Community Leadership Summit

Austin, TX USA

5-6 May 2017

Community Leadership Summit is a lightly programmed mostly unconference event organized by Jono Bacon in cooperation with O’Reilly and OSCON. The event is focused on the art of community management and leadership. Each of the two days started with a set of prepared talks presented as a single track. After lunch we broke up into parallel tracks of unconference sessions. This is not a conference you attend to sit in talks. The value is in the networking and conversations these talks and the unconference sessions set in motion. This was my first CLS and it had some real value.

The prepared talks were interesting and varied in what they covered. The presentations included prompts for big picture questions and lessons learned in various communities. I encourage members of the Fedora community to consider the questions about how to encourage people to participate in your project as shown below.

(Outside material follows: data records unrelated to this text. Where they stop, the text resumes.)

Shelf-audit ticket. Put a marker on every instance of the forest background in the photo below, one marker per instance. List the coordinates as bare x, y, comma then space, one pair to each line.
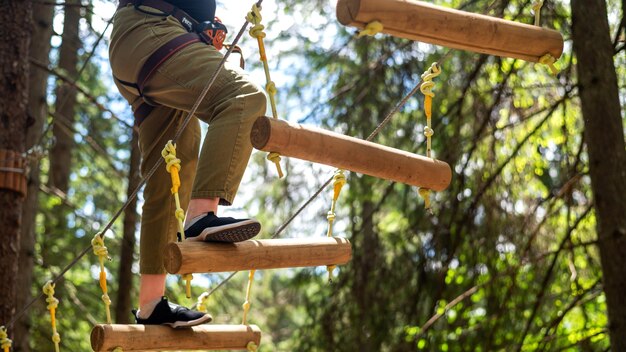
513, 257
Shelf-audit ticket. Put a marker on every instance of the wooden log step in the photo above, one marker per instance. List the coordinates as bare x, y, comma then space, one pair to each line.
106, 337
202, 257
424, 22
344, 152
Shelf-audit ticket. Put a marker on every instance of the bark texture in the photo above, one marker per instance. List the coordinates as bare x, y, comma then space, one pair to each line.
61, 153
38, 109
125, 275
15, 32
607, 153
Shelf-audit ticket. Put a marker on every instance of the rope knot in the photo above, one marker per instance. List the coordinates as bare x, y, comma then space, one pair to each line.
99, 249
5, 342
275, 158
549, 60
169, 154
428, 132
202, 302
371, 29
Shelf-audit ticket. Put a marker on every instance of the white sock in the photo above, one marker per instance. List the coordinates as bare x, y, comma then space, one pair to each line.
190, 223
146, 310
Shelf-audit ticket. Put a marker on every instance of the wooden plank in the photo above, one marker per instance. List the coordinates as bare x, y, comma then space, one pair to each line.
163, 338
424, 22
329, 148
200, 257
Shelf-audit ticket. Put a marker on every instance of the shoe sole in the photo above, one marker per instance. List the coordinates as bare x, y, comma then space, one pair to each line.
231, 233
186, 324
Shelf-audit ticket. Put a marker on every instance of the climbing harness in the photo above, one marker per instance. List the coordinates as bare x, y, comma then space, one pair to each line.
48, 290
254, 17
102, 252
208, 32
427, 90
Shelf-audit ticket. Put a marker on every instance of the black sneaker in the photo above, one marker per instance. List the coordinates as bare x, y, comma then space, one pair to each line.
166, 313
212, 228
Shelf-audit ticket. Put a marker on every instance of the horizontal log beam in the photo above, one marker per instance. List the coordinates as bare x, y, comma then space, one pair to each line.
334, 149
163, 338
201, 257
424, 22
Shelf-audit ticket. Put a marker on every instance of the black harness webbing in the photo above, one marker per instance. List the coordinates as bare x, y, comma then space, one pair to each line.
196, 34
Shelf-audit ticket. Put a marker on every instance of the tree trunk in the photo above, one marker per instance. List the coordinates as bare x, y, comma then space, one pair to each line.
15, 31
61, 153
38, 109
607, 154
125, 276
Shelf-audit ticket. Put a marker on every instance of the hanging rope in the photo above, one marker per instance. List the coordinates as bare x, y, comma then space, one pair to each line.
427, 90
172, 165
537, 4
53, 303
5, 342
339, 180
102, 252
247, 304
252, 347
549, 60
254, 17
201, 306
371, 29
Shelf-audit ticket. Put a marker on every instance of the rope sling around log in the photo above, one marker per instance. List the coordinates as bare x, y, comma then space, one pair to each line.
159, 337
354, 154
424, 22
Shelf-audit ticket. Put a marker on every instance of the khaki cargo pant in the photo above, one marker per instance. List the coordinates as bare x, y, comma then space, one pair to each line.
229, 108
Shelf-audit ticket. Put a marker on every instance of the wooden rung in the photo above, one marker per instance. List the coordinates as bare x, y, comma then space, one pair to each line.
200, 257
163, 338
329, 148
421, 21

A slide I wish I had gotten a picture of made a slightly tongue-in-cheek calculation of the Return on Investment (ROI) of stickers. It was a great segue into thinking about how swag helps your project. The talks on day one were recorded and I hope they will find their way online.

The unconference sessions were proposed on the spot each day by the attendees. There was no voting to winnow down the schedule as there were never more talks than there were rooms. The schedule was built by a schedule-master in real-time out in the hallway. The goal was to combine similar sessions, where it made sense, and to build themed tracks where there were related talks. The process was very smooth and well run. This process may have run so well, in part, because so many of the participants have run their own unconferences.

These sessions varied a lot in quality and in terms of discussion. A key thing to remember about these sessions is that they are only as good as the audience. The people who propose the session are often asking questions more than stating answers and are generally trying to keep the discussion focused. If you didn’t come prepared to participate you didn’t make the conference better and you probably got very little out of it.

The sessions ranged from three different discussions about various aspects of swag and stickers to deeper conversations around inclusivity and dealing with talented people with broken social skills. Some key takeaways from the conference for me for Fedora are:

  • What is our equivalent of the slide below showing what people get out of writing for opensource.com?
  • What is the share of voice statistics for Fedora? How much of the Linux conversation is involving us? How much should?
  • When tracking metrics where are we publishing how they relate to goals?
  • We need to think about asking our various leaders (at all levels) to think about succession planning and enforcing a positive code of conduct.
  • Easyfix is a meaningful tag for subject-experienced new-to-the-project contributors too. Identifying advanced tasks could allow us to get more advanced work done by those new contributors who have the skills.